Her Mobile Garden Dress – adorned with pots, formed from coconut husks, housing herbs and flowers (above) – was taken to a shopping centre, for example. “The fact that the dress itself was so fantastic meant people were casually drawn in, and that way we were able to get people into genuine conversations,” recalls Dextras. “The model would then ask passers-by about their clothes, asking where they came from, and then we’d look at the clothes tag and discuss the material and whether it was made in Guatemala, Honduras, Canada or wherever. I found that was a beautiful way to raise the subject of sustainable fashion and to remind people about the content of fabric, that it comes from a plant.” All of her works are biodegradable, meaning that, when exhibited as objects in exhibitions, they decompose dramatically in front of viewers’ eyes. A highly accomplished photographer as well as designer, Dextras also produces stylish photographs of models wearing her clothes – images, she says, that walk “a tightrope between glamour and critique.”

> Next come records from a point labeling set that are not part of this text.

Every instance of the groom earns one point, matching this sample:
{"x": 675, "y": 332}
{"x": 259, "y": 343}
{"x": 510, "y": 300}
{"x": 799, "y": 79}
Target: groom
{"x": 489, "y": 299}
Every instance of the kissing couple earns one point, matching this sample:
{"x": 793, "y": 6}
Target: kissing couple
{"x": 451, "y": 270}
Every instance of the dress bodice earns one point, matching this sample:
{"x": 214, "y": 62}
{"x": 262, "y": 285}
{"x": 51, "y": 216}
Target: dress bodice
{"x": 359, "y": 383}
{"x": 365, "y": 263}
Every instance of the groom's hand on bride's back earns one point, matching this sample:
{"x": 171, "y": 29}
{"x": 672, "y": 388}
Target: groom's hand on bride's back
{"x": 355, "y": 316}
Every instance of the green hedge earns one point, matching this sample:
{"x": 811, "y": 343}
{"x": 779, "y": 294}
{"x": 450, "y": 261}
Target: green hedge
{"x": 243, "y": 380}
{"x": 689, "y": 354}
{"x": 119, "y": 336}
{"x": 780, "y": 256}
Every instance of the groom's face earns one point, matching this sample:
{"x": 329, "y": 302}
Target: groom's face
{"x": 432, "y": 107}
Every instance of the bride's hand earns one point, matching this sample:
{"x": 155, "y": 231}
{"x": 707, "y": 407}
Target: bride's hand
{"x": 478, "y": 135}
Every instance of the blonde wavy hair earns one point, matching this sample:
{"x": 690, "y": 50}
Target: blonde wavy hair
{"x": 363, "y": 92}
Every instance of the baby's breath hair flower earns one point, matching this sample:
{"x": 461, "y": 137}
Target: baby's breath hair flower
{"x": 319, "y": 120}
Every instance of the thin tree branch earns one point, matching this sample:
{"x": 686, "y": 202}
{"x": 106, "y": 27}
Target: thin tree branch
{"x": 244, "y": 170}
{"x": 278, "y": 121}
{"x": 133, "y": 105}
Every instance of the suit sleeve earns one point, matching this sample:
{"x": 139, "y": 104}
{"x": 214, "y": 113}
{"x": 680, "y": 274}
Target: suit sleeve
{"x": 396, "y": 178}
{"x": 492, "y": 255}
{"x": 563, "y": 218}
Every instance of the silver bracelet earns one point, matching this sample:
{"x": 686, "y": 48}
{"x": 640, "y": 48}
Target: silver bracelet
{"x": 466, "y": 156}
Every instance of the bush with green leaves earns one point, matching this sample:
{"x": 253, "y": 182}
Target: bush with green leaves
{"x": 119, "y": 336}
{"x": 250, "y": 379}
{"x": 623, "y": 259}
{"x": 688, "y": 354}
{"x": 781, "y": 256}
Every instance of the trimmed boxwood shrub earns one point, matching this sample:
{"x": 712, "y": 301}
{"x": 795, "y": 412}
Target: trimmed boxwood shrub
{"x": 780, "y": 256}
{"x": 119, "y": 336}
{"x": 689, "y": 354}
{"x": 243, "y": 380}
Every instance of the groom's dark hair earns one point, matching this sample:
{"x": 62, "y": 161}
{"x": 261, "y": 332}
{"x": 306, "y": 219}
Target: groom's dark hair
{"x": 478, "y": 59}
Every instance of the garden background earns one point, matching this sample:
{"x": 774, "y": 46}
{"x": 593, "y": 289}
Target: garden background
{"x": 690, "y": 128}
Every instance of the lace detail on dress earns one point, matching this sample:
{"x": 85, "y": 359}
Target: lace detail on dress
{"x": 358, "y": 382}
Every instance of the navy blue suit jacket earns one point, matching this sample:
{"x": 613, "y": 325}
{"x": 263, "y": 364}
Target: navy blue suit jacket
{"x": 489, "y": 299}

The way that nature is appropriated in fashion, interior design, public relations and other areas of commerce is a theme of Rachel Pimm’s work. Before undertaking her Masters in Fine Art at Goldsmiths, the British artist (above) worked creating show homes at London’s Ideal Home Show. “I was asked to design these eco- friendly homes, with glass counter tops recycled from smashed car windows, or furniture recycled from rags,” she explains. “This environmentalism was being added on afterwards, as a PR exercise, and I wanted to examine in my work this ‘green’ methodology.”